Le tribunal de première instance de Tlemcen sis à la rue de la Paix, siégeant en audience pénale, a condamné dernièrement un promoteur immobilier répondant aux initiales R. S., à une peine de prison de 3 ans ferme.

Suite à des plaintes de souscripteurs, le mis en cause, domicilié à Sidi Bel Abbès, avait été auditionné auparavant par les services de la brigade économique et financière (BEF) auprès de la police judiciaire de la sûreté de wilaya, avant d’être placé sous contrôle judiciaire. Ce sont pas moins de 120 citoyens qui auraient été escroqués dans le cadre de cette affaire, soit un montant de 6 milliards de centimes « volatilisés » sans contrepartie réelle ou concrète de la part de R. S. En outre, ce dernier a réussi à obtenir un crédit de 30 milliards auprès d’une banque. Lors de ce procès, le promoteur indélicat devait répondre de plusieurs motifs d’accusation dont l’escroquerie, le faux et usage de faux et utilisation d’une publicité mensongère dédiée à une activité fictive. Pour arriver à ses fins, le promoteur en question usa d’un modus operandi subtil, à savoir payer grassement des spots alléchants via la radio locale (un média public « crédible »), exhiber son « produit » fictif sur des panneaux publicitaires (Gravure Pub), alléger au maximum le dossier (une simple photocopie de la CNI) et proposer une formule de paiement « cash » sans passer par une banque. Dans ce sillage, et dans ce qui pourrait ressembler à un « publireportage » intitulé : «SARI PROM : Acheter sans apport ni prêt bancaire, c’est possible ! », commandé par ses soins à travers le site électronique TST (Tout sur Tlemcen), il déclara en substance : « Mon vœu le plus cher est d’aider la classe moyenne en leur cédant des logements de haut standing.
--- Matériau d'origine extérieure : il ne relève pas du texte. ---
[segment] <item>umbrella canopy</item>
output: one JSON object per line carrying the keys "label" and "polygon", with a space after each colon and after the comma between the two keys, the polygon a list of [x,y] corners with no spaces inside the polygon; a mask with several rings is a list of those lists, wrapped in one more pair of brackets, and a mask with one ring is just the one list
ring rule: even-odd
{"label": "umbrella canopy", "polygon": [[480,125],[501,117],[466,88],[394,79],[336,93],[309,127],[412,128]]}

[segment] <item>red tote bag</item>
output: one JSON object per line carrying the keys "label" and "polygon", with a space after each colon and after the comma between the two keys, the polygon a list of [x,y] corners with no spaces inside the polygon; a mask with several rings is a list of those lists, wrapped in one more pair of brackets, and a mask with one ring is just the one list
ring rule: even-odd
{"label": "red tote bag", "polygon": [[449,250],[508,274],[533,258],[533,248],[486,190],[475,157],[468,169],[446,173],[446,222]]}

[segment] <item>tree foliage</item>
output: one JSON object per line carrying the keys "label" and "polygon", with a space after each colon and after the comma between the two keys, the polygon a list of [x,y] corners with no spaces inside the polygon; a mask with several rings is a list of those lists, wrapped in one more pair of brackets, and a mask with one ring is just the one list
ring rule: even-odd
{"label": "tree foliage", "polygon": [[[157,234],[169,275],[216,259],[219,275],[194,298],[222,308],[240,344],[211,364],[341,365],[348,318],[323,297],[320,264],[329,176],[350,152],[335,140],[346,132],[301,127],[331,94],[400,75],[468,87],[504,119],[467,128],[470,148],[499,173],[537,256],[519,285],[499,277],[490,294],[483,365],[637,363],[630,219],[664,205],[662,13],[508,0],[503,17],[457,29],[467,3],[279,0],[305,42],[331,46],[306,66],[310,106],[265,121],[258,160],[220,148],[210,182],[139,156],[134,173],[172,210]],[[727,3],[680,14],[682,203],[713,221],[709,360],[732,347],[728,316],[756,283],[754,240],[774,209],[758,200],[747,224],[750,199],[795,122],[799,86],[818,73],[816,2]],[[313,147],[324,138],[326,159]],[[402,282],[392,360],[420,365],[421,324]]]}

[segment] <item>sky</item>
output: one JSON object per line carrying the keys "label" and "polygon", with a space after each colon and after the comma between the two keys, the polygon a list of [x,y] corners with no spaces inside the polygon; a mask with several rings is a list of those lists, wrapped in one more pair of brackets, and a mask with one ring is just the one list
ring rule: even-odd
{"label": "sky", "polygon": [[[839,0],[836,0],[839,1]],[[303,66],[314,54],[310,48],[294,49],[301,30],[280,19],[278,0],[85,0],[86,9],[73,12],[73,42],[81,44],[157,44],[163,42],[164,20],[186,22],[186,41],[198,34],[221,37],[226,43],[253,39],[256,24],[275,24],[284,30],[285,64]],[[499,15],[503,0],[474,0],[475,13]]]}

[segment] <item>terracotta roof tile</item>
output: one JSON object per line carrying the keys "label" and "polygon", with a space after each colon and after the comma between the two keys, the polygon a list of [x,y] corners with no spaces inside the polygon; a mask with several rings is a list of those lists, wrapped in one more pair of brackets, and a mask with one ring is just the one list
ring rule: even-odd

Mon entreprise Sari Prom propose des conditions d’acquisition de logements plus favorables aux ménages de niveau moyen, et aux fonctionnaires qui intègrent pour la première fois le monde professionnel. Elle leur offre des logements de qualité de type F3, F4 et F5 d’une superficie de 130 à 150 m2, qu’ils peuvent acheter sans apport personnel ni crédit bancaire, en versant seulement 1 000 DA/jour, soit 30 000 DA par mois sur une période de 25 ans. C’est-à-dire, un couple ayant un revenu mensuel de 60000 dinars peut aisément honorer ses 30 000 DA par mois. Le reste du salaire, il pourra être consacré aux différents besoins de la famille ». Il faut souligner que son projet imaginaire, initialement prévu à Sidi Othmane, sera « transféré » à Riat avant de s’« établir » à Bouhenak avec le slogan pompeux « Résidence Messali Hadj » !  E. H. T.